The SPLIT-TO-ROWS directive splits a column based on a separator into multiple records, making a copy of the record for each column value generated by splitting.
split-to-rows <column> <separator>
The <column>
is split based on the <separator>
, which can be defined as a regular
expression (regex).
The SPLIT-TO-ROW directive takes a column, applies the regular expression separator, and then creates multiple rows from the split.

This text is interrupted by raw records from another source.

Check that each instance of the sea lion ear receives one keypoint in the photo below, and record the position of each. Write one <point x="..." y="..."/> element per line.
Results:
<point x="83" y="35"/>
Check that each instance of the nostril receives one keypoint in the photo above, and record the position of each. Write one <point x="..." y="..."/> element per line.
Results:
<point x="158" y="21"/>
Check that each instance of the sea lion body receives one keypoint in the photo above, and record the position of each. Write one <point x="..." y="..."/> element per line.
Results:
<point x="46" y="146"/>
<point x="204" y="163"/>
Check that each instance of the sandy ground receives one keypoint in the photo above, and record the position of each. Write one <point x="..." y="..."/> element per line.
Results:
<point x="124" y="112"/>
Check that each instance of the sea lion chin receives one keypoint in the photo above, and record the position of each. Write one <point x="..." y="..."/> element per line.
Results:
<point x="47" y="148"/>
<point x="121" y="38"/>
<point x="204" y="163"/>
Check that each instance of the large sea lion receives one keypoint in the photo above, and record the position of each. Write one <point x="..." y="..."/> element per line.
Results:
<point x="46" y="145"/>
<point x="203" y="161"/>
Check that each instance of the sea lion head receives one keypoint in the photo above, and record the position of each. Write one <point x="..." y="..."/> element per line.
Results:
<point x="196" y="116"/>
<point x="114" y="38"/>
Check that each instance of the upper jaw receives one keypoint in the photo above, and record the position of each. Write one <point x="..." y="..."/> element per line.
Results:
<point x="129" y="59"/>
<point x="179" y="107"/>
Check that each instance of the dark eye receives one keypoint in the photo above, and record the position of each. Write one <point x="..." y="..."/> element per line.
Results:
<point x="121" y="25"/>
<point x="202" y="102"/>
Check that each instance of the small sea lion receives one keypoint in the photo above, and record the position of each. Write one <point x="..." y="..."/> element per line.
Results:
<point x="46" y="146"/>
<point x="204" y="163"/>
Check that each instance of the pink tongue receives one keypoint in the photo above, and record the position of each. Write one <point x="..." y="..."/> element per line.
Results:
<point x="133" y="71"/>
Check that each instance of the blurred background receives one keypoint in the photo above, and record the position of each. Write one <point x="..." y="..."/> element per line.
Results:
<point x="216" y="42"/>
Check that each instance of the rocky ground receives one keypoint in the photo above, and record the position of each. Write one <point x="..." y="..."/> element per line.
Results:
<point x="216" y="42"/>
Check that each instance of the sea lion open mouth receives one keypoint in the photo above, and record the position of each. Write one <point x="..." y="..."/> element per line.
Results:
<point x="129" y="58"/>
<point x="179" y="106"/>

Regular expressions allows the use of complex search patterns when splitting the data in the column. It supports standard Java regular expression constructs.
If the <separator>
regular expression pattern does not match any part of the input string,
then no additional rows are generated.
Where there is a match, and the match splits the input string into n strings, then n rows created by copying other columns will be generated.

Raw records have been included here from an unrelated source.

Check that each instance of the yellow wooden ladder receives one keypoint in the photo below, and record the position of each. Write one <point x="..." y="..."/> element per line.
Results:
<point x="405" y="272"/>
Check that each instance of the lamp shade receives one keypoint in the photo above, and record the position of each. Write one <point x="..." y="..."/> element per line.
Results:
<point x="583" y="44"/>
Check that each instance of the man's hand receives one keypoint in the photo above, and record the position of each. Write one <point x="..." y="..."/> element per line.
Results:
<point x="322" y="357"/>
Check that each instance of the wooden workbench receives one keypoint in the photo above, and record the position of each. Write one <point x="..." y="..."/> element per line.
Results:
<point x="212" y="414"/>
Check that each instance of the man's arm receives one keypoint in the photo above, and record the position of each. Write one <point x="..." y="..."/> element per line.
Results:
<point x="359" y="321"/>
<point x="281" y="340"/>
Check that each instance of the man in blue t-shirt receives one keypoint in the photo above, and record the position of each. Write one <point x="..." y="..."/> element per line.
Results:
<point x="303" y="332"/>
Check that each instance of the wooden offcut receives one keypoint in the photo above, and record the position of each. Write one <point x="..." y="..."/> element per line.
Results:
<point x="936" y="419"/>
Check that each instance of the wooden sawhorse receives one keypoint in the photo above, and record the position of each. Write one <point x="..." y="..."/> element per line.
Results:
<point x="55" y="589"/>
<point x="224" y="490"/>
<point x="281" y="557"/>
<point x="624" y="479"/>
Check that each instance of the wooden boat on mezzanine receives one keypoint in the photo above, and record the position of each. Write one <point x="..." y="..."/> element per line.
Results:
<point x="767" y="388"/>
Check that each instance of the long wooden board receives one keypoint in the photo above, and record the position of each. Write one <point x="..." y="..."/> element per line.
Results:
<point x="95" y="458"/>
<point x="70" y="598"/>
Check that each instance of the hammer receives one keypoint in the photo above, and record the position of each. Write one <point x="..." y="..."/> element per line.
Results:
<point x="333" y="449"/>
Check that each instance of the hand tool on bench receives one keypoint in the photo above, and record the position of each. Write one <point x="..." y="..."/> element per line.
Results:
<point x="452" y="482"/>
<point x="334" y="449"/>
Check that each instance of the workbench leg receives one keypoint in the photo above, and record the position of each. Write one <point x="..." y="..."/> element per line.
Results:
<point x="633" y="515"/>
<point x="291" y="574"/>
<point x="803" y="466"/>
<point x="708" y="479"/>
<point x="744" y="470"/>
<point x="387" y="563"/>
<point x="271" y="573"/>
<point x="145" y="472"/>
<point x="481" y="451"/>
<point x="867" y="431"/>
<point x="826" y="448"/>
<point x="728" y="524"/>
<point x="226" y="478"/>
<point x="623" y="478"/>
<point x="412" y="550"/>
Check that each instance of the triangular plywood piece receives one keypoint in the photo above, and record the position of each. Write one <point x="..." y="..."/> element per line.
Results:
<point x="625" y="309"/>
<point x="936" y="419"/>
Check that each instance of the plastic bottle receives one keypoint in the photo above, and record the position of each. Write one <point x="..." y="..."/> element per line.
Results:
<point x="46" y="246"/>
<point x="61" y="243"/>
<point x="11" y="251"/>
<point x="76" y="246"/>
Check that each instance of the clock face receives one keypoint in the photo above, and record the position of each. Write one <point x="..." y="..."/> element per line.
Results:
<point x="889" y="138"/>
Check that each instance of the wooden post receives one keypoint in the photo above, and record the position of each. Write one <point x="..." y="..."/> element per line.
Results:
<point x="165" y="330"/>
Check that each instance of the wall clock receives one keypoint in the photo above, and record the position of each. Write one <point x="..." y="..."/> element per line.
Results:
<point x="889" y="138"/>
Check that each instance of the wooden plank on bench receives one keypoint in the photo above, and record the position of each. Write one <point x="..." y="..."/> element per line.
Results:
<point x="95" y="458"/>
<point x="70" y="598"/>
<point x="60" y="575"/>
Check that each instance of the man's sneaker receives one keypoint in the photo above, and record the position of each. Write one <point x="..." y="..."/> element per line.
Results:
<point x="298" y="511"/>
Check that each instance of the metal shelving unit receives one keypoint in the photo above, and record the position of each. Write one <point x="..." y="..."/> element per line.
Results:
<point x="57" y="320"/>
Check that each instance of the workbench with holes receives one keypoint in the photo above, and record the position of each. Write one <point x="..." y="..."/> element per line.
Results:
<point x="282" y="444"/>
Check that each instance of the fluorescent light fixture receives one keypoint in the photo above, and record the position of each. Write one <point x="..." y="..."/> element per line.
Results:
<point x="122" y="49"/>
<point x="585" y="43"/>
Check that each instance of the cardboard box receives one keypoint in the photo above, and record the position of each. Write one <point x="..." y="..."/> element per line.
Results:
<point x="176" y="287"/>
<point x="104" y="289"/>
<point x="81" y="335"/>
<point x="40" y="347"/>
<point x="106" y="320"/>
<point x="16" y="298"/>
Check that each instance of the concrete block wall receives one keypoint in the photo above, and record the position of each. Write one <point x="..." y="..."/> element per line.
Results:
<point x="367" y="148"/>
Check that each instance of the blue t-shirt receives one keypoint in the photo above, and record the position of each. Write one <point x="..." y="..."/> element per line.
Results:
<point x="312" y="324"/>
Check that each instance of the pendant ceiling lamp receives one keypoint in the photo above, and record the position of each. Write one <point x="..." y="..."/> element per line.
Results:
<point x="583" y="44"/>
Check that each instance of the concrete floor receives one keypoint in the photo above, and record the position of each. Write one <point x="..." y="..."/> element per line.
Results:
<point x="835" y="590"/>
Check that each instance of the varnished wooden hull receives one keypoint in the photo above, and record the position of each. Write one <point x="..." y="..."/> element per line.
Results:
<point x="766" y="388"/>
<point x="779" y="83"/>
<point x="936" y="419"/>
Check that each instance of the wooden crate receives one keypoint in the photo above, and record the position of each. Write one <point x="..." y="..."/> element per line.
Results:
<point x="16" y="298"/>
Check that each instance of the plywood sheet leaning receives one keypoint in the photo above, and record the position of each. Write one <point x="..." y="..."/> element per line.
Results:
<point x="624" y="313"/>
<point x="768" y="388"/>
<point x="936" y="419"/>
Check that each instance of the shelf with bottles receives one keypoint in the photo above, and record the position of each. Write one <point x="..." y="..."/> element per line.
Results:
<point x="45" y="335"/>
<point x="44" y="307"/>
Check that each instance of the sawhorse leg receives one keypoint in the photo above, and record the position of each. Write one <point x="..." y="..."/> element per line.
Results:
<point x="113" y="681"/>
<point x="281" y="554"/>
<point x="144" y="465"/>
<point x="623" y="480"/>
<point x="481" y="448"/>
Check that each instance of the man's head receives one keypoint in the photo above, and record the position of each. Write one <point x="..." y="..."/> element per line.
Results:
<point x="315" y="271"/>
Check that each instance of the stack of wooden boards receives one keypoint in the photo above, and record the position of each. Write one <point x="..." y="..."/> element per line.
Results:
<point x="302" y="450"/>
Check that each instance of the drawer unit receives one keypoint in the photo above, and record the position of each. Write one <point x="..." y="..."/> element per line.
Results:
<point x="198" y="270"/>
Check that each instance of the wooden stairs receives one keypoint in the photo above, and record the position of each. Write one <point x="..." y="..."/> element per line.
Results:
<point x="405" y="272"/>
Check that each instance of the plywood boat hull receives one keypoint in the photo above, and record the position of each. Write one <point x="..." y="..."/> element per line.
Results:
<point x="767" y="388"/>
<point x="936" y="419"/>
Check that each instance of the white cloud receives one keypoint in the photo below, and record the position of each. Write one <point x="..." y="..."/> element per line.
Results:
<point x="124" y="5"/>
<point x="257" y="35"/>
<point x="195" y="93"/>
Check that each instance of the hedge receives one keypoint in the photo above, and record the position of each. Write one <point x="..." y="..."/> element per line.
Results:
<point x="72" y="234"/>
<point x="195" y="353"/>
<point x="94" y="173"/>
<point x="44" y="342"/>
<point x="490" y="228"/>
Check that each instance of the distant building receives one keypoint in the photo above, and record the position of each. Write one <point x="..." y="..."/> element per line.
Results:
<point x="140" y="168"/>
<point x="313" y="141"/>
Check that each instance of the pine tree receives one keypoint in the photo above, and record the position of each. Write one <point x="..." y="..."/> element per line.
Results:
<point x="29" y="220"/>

Note: This directive can only operate on columns of type string.
If we have a <separator>
pattern of \n
(a linefeed) over the string:
This will be split 1\nThis will be split 2
This will generate two output records with the column
having these values:
[
{ "column": "This will be split 1" },
{ "column": "This will be split 2" }
]
Using this record as an example:
{
"id": 1,
"codes": "USD|AUD|AMD|XCD",
}
Applying this directive:
split-to-rows codes \|
Note: A backslash is required to escape the pipe character (|
) as it is an optional
separator in a regex pattern.
This would result in four records being generated, with each split value being assigned to
the column codes
:
[
{ "id": 1, "codes": "USD" },
{ "id": 1, "codes": "AUD" },
{ "id": 1, "codes": "AMD" },
{ "id": 1, "codes": "XCD" }
]